Al día siguiente, Prokop se despertó con una tremenda pesadez de cabeza. Al principio no era capaz de comprender dónde se encontraba; esperaba oír el cloqueo de las gallinas o el sonoro ladrido de Honzík. Poco a poco fue dándose cuenta de que ya no estaba en Týnice, de que estaba acostado en el hotel al que el señor Carson lo había trasladado, ebrio hasta perder la consciencia, borracho, bramando como un animal. Pero apenas dejó correr sobre su cabeza una corriente de agua fría, recordó todo el día anterior y, de la vergüenza, habría querido que se lo tragara la tierra.

Ya durante la comida estuvieron bebiendo, pero sólo un poco, sólo lo suficiente como para que ambos se pusieran rojos y se pasearan en coche por algún lugar de los bosques de Sázava o quién sabe dónde, para que se les evaporara el alcohol de la cabeza. Entretanto Prokop largaba sin pausa, mientras el señor Carson mascaba el cigarro y asentía con la cabeza. «Será usted
a big man». A big man, a big man,
resonaba en la cabeza de Prokop como una campana. «¡Cáspita, si me viera rodeado de esa gloria… la mujer del velo!». Ufano, se hinchó tanto ante Carson que estaba a punto de explotar; pero éste sólo hacía gestos afirmativos con la cabeza como un mandarín y azuzaba su orgullo desenfrenado. Prokop no salió volando del coche por el enardecimiento de puro milagro; por lo visto, explicaba sus ideas sobre el instituto internacional de química destructiva, el socialismo, el matrimonio, la educación de los hijos y todo tipo de despropósitos.

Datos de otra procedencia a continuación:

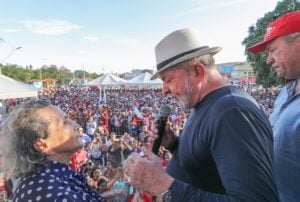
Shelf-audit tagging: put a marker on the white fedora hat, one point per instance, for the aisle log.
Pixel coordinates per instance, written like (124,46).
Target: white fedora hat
(179,46)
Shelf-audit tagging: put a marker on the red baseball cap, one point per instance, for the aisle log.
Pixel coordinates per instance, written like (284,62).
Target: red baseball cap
(284,25)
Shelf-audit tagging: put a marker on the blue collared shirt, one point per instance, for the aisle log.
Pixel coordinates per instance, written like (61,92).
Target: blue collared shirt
(55,182)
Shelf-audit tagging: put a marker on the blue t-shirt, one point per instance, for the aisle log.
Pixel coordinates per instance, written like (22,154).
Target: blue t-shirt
(55,182)
(225,151)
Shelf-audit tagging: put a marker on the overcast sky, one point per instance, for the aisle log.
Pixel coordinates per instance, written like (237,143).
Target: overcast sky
(118,35)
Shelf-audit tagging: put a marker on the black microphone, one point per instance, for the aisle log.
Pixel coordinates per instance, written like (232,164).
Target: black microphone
(164,112)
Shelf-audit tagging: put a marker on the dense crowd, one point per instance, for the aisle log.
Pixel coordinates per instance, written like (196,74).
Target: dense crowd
(116,122)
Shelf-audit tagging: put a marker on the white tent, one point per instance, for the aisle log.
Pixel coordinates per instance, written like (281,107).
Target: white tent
(143,80)
(10,88)
(106,80)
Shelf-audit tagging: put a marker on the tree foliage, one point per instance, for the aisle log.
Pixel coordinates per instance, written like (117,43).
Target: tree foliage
(62,75)
(266,75)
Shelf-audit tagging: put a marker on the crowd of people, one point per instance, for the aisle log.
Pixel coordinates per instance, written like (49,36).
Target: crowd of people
(218,144)
(118,126)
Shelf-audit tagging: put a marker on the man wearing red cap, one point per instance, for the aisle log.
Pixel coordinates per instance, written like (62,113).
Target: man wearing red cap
(282,43)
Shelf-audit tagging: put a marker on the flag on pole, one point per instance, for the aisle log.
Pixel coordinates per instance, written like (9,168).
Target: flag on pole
(100,94)
(104,95)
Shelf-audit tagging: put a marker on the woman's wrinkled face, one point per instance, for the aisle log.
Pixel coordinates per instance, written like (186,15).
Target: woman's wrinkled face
(63,133)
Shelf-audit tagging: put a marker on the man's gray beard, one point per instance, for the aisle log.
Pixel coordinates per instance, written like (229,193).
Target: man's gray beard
(185,99)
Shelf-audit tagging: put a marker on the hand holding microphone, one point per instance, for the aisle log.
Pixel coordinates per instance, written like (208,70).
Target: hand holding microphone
(162,134)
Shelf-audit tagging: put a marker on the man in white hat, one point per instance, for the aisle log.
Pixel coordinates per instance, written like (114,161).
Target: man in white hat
(282,43)
(225,150)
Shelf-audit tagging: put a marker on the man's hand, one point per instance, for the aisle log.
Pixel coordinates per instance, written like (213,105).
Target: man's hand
(146,173)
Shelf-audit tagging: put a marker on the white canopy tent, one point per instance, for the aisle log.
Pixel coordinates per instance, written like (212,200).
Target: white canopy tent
(107,80)
(143,80)
(10,88)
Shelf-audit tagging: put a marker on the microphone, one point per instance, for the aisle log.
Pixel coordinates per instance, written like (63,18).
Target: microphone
(164,112)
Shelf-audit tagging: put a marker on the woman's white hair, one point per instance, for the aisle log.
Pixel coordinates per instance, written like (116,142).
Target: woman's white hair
(18,133)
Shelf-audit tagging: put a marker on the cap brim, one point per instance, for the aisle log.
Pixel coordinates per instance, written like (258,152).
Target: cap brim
(211,51)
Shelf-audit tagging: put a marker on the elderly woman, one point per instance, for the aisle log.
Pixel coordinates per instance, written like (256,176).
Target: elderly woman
(37,141)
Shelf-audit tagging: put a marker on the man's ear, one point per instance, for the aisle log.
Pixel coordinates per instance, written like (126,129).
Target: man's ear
(198,70)
(40,145)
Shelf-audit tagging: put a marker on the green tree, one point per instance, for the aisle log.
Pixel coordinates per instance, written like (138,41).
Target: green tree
(266,75)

Pero por la tarde comenzó de verdad el asunto. Sólo dios sabe todos los sitios en los que estuvieron bebiendo. Fue un horror: Carson pagaba rondas a todos los desconocidos, enrojecido, lustroso, con el sombrero aplastado, mientras que unas chicas bailaban, alguien rompía vasos y Prokop, gimoteando, confesaba a Carson su horroroso amor hacia aquella mujer que no conocía. Al recordarlo, Prokop se agarró la cabeza por el bochorno y el dolor.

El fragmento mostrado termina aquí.